Rivas describes in her work the sorrow of the islanders who returned on the ferry from the wreckage, who watched the destruction from the shoreline, and who “carried upon their shoulders the yoke of a pulverized city: ash made of concrete, paper, and life.”
“I don’t remember writing much of anything right after 9/11 except for an e-mail to my best friend,” said Rivas. “She kept my e-mail for me, and sent it back to me when I recovered a bit, because that was basically all I wrote then.”
Her poem “Witness” was born of this exchange.
Rivas wrote another poem, “Aquehonga Night Chant,” on the ferry, surrounded by mourners returning from a firefighter’s funeral.
She attended a reading of “Aquehonga Night Chant” and saw the reader choke on the words, heard sobs from the audience, and shed tears herself. Rivas felt the power of her words that night.
John Coburn of Toronto, Canada, did not tell the story of his “tribe” when he came to the city amid its hardship, but he had always had a love for New York City and depicted in his drawings a sorrow that crossed all geographical boundaries.
John Coburn began drawing New York City when he was a child. He had already published a book of Central Park drawings, and one of New York City hotels by the time the towers fell. Coburn says he “needed to do my own little journey there and feel the sadness in my own way.”
He slipped into the WTC site through a door left open on the periphery and began to draw.
Over the course of his time in the city, he drew rescue workers, chaplains, St. Paul’s Chapel at Trinity Church—symbols of hope and unity in suffering as well as vestiges of a past that lay in ruins.
“Usually sitting down to draw is a beautiful and inspiring thing to do.
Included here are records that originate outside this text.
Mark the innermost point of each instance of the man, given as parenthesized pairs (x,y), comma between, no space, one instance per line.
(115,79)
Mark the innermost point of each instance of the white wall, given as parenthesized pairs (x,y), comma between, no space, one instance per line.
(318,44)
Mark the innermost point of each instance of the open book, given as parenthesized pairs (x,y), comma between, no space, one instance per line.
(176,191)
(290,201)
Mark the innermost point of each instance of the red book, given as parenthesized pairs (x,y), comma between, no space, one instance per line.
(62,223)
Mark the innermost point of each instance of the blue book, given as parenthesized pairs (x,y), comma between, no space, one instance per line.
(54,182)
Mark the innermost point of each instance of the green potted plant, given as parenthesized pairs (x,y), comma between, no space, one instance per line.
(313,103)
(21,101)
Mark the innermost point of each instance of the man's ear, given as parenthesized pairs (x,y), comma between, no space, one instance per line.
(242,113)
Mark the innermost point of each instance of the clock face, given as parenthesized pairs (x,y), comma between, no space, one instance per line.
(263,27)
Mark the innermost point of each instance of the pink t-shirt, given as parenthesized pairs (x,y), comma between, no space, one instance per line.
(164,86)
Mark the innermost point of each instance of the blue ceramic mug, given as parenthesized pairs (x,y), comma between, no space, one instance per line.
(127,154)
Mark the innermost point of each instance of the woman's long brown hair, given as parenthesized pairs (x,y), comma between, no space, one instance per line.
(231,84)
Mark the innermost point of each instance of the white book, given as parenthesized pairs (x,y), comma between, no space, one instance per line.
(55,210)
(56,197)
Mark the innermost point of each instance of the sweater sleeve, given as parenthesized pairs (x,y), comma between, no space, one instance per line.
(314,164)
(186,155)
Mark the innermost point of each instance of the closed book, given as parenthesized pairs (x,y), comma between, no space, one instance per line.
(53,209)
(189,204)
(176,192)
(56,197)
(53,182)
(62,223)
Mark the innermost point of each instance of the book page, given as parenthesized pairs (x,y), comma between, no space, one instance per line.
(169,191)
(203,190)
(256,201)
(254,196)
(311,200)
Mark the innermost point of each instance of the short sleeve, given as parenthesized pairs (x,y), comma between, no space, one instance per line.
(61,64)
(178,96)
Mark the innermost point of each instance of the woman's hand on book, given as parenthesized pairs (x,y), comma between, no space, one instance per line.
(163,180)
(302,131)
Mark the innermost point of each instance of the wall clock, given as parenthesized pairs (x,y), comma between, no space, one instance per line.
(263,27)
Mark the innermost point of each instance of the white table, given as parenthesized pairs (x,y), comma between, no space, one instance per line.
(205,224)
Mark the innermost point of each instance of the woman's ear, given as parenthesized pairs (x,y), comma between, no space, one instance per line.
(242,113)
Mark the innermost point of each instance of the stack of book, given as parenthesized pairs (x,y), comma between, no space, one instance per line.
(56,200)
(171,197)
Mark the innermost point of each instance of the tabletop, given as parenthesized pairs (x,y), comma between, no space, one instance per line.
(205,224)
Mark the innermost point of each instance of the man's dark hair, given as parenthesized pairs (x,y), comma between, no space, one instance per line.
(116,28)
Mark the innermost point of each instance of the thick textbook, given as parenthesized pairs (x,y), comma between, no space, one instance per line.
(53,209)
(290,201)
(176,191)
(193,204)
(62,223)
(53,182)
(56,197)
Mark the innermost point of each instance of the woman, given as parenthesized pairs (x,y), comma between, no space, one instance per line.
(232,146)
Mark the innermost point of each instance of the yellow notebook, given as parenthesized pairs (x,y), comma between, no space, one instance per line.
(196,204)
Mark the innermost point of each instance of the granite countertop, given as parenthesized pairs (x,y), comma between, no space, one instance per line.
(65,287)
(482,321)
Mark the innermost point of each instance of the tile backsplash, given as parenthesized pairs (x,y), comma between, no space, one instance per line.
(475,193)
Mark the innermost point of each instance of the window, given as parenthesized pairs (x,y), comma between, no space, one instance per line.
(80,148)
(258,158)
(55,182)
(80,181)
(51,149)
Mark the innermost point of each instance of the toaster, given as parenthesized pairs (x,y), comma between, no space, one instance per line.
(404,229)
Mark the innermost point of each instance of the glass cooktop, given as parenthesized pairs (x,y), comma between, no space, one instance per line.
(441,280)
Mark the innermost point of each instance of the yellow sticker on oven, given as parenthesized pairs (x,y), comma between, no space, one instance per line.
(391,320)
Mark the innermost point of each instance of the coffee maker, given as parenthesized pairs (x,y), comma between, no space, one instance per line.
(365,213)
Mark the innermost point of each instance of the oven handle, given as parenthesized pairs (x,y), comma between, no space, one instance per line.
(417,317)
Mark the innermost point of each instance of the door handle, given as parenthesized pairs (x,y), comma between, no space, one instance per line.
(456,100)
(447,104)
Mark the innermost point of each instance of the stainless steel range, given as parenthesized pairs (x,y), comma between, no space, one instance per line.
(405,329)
This was just full of sadness and confusion,” said Coburn in a phone interview.
Coburn’s studio burned down in 2006, and miraculously, the only surviving work was a portfolio of his 9/11 drawings.
Coburn printed 2,900 copies of his book, “Healing Hearts” to give to the families of those who perished on 9/11. He was able to do so for free with the help of many volunteers and donations. The mother of a 35-year-old firefighter who died at the WTC site told Coburn, “If your little book can help four people remember my son, George, I think it would be worthwhile sending the book out.”